Can I use PCAadapt even if I don't have population structure?

marce-herrera commented 2 months ago

Hello,

I have a dataset consisting of 40 individuals, with 20 individuals from each of two putative populations. Preliminary analyses suggest that these two populations are not significantly different from each other. However, I am interested in determining whether it is still possible to identify any adaptive loci despite the lack of population structure. Would it make sense to pursue this analysis, and if so, can this be achieved using PCAadapt?

Thank you!

privefl commented 2 months ago

What do you see on the first two PCs?

marce-herrera commented 2 months ago

Hi,

Thank you for getting back so fast!

As you can see below, there's no structure..

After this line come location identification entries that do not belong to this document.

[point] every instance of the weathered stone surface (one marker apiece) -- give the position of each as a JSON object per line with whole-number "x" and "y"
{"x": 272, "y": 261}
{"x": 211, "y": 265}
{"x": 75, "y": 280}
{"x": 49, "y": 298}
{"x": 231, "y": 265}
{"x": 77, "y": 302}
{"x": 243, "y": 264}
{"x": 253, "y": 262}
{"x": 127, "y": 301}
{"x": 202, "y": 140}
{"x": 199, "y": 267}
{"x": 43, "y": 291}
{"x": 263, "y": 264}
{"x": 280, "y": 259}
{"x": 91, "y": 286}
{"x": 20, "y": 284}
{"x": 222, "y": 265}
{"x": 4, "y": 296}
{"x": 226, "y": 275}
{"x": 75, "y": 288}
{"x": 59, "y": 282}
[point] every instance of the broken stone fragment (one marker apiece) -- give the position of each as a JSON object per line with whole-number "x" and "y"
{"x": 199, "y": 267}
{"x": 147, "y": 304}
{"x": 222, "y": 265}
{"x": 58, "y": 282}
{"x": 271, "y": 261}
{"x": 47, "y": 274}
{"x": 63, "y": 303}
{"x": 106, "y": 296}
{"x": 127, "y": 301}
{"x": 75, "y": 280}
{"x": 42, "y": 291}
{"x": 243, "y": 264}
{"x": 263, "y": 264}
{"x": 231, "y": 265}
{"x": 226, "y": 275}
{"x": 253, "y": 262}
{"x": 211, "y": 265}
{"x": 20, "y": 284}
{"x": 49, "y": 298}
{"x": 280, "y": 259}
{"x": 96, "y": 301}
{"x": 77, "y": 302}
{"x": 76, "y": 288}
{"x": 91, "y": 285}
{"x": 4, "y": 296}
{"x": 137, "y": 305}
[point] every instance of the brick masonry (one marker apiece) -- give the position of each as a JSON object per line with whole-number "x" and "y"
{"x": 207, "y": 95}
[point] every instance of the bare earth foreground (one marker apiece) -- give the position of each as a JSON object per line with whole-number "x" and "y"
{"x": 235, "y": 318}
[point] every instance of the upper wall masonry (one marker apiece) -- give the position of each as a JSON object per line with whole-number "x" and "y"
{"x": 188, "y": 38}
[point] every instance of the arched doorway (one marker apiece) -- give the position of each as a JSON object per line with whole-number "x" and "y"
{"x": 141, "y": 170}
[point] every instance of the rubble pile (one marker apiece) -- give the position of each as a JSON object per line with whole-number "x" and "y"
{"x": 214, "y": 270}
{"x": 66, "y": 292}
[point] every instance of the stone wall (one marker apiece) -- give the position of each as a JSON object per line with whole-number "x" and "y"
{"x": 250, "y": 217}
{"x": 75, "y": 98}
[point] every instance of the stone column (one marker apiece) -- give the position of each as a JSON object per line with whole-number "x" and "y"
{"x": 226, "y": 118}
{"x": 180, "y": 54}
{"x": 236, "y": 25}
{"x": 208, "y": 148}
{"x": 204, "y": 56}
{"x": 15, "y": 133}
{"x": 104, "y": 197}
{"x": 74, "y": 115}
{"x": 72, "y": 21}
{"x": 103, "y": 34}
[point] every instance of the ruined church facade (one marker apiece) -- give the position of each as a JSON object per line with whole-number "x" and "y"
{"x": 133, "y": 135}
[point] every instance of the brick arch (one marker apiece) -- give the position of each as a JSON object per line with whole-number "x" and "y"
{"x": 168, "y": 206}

Screen Shot 2024-06-24 at 15 32 01

This is the screeplot: Screen Shot 2024-06-24 at 15 33 16

privefl commented 2 months ago

Then I guess you won't get much from pcadapt. Is the Manhattan plot flat?

marce-herrera commented 2 months ago

Hi there,

See the plots below for k = 10 Screen Shot 2024-06-24 at 16 18 07

Screen Shot 2024-06-24 at 16 39 59

Thanks!

privefl commented 2 months ago

The PCA here probably captures LD structure only; you need to use some clumping.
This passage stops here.